(Venise - Peintre : Canaletto)
La reine de la mer
Venise est une ville d’un autre monde ; toute autre ne saurait lui être comparée, si l’on songe à sa mystérieuse et lugubre grandeur. Dès qu’on a mis le pied dans ses silencieuses gondoles vêtues de noir comme des catafalques, on oublie tout à coup le pays d’où l’on vient, pays de montagnes ou de sites ravissants, on est tout à Venise, et l’on se livre à une curiosité d’enfant, à une admiration d’artiste. C’est là surtout qu’on voyage dans la mort ; c’est le silence de la tombe, ou plutôt, c’est la tombe elle-même.

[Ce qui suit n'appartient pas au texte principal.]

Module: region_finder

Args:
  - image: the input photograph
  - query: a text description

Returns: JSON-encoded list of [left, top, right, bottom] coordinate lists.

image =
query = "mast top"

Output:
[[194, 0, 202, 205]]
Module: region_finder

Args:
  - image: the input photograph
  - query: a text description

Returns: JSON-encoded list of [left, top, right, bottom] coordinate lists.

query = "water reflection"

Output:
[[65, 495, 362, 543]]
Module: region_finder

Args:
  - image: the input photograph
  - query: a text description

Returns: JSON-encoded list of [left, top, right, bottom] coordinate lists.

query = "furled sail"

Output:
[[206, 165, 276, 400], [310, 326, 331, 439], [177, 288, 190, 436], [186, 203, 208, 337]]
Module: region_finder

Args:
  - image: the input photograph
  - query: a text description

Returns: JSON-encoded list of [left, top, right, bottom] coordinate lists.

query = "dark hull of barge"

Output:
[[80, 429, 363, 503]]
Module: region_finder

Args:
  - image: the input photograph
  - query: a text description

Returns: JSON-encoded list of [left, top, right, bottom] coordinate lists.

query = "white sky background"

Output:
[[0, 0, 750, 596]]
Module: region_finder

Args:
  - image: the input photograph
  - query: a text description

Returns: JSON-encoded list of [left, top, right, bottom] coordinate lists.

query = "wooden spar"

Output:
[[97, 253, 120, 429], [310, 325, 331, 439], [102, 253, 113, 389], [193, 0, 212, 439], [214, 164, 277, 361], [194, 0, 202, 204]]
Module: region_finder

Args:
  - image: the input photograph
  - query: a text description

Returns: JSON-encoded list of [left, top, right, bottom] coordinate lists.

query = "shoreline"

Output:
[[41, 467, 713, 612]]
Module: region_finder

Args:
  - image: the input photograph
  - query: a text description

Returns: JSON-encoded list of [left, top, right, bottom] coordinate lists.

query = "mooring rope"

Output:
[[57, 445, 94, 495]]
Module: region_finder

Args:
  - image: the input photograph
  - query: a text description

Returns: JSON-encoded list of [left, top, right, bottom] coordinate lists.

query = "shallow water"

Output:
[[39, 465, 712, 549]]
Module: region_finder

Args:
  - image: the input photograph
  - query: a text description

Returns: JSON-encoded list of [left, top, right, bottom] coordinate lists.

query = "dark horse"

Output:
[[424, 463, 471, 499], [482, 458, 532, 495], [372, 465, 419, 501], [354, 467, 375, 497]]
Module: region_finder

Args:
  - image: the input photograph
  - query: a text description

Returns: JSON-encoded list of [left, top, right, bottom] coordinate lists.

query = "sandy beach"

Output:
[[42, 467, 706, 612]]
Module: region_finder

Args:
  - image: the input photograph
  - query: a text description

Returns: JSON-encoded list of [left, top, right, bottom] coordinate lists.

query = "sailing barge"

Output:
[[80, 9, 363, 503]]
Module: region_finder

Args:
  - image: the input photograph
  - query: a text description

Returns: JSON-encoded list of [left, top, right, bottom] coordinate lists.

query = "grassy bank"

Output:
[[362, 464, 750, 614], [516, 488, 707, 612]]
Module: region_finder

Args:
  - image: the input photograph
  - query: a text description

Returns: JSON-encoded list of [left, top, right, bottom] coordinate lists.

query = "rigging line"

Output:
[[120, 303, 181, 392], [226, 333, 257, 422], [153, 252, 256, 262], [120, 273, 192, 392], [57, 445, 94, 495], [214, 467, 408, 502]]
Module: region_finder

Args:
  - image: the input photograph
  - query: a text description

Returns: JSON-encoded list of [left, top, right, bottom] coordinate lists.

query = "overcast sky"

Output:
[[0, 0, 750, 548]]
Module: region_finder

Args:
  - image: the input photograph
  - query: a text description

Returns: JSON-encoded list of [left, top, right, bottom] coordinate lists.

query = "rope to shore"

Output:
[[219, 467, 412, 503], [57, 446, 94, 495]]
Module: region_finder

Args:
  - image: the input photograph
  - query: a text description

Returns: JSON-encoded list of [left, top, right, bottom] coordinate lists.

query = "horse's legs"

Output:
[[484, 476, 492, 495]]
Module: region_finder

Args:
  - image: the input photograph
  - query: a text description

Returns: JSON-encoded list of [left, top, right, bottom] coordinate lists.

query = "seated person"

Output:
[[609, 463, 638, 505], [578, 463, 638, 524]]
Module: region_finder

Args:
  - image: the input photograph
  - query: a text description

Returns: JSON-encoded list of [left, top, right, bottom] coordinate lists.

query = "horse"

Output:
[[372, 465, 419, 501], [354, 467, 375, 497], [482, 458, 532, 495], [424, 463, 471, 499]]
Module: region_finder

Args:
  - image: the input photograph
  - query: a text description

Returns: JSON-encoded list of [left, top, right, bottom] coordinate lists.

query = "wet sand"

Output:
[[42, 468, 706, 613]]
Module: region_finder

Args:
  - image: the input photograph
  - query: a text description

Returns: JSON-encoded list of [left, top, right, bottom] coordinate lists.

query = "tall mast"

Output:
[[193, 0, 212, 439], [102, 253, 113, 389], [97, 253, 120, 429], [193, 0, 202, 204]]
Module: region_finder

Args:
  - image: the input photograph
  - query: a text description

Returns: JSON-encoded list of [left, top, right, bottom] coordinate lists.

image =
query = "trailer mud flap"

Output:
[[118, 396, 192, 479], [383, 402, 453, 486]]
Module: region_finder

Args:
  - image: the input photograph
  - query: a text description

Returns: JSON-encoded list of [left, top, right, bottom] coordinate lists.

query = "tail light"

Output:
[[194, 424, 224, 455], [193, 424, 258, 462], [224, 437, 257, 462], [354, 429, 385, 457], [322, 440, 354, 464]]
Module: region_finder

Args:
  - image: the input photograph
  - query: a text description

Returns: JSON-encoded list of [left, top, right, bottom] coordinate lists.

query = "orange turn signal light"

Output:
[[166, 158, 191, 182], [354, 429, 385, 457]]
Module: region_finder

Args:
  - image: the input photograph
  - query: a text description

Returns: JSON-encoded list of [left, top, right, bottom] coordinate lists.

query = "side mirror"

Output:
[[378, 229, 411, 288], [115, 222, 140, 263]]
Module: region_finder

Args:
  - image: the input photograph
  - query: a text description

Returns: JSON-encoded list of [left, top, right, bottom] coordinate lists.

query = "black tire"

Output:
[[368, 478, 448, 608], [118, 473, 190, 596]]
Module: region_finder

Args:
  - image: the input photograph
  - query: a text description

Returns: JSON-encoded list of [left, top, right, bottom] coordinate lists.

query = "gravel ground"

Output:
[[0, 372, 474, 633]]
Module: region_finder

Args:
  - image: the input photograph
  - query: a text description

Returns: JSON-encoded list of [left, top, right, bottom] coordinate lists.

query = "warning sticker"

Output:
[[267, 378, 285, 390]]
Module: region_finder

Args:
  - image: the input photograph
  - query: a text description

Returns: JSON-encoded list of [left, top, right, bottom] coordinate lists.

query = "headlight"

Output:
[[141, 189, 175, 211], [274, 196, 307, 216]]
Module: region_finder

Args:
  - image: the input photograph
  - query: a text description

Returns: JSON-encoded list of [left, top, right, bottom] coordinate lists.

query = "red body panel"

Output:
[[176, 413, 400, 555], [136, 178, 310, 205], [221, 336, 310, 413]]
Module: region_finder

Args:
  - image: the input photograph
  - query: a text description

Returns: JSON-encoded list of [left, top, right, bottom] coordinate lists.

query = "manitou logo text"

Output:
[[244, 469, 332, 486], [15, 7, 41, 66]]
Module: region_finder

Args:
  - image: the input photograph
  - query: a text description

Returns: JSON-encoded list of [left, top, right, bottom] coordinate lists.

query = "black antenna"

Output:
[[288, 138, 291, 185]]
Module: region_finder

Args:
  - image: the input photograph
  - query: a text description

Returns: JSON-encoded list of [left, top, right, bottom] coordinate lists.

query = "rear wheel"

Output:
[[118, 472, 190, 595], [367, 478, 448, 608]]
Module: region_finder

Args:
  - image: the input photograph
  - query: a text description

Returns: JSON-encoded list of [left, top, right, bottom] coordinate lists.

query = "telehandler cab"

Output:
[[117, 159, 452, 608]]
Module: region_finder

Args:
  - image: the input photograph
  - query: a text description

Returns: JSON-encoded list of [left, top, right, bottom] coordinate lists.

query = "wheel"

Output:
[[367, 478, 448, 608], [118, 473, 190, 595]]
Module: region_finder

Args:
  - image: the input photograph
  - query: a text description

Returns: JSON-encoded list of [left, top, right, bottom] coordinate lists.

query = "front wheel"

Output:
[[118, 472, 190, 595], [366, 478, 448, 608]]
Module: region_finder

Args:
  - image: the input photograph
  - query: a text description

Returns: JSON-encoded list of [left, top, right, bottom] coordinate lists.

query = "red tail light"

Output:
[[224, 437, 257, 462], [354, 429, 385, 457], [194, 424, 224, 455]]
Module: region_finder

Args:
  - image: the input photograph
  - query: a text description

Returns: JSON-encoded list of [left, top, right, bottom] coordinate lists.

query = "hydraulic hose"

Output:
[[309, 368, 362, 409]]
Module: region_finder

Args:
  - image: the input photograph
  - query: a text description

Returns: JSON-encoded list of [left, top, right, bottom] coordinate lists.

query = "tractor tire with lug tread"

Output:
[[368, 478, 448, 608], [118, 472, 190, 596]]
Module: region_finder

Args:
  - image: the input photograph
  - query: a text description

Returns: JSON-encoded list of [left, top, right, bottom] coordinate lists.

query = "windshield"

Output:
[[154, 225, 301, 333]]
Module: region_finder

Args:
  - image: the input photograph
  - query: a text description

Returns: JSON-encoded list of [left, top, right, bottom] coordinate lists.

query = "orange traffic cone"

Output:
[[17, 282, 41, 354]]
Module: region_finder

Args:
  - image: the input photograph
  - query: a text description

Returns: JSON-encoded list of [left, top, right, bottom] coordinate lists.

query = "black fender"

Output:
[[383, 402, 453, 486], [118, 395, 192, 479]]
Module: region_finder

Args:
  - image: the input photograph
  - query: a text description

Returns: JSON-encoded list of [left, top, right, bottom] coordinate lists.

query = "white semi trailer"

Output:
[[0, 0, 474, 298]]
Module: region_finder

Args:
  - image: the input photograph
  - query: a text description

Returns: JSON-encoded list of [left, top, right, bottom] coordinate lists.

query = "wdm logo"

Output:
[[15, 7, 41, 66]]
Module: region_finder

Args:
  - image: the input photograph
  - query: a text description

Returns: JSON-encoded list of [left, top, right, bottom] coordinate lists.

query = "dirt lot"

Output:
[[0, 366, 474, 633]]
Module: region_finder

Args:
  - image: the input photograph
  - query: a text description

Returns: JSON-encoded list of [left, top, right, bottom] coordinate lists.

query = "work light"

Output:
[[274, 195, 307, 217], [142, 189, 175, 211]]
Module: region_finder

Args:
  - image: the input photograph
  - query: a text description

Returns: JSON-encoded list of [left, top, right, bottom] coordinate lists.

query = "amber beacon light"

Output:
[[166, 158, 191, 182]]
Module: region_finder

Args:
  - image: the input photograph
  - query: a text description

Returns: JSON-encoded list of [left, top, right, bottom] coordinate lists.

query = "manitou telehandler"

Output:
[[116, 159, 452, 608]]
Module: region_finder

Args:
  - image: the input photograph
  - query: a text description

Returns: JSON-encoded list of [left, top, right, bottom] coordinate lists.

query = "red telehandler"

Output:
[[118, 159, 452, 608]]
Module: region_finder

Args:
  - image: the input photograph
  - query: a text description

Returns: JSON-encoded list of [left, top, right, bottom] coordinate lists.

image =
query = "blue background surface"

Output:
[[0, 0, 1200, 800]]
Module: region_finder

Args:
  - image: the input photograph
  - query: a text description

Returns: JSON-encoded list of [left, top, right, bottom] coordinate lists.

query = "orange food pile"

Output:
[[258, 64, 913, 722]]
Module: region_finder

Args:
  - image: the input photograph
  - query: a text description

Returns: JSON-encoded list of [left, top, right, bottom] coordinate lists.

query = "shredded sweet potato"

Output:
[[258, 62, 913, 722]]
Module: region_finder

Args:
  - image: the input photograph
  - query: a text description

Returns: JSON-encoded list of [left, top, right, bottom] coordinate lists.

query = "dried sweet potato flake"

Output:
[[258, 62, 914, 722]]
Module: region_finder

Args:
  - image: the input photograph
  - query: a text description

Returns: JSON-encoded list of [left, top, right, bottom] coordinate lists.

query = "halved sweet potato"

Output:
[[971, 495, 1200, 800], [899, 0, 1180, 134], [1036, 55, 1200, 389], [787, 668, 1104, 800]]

Mais qui ne voudrait habiter un pareil monument, poème grandiose où l’architecture et la sculpture sont venues chanter tour à tour les plus belles strophes de la poésie orientale. Ses ennemis même considèrent cette ville avec douleur et respect. Venise est sortie de la mer belle et victorieuse ; mais par degrés, peu à peu la mer reprend son empire, la ville est chaque jour battue en brèche.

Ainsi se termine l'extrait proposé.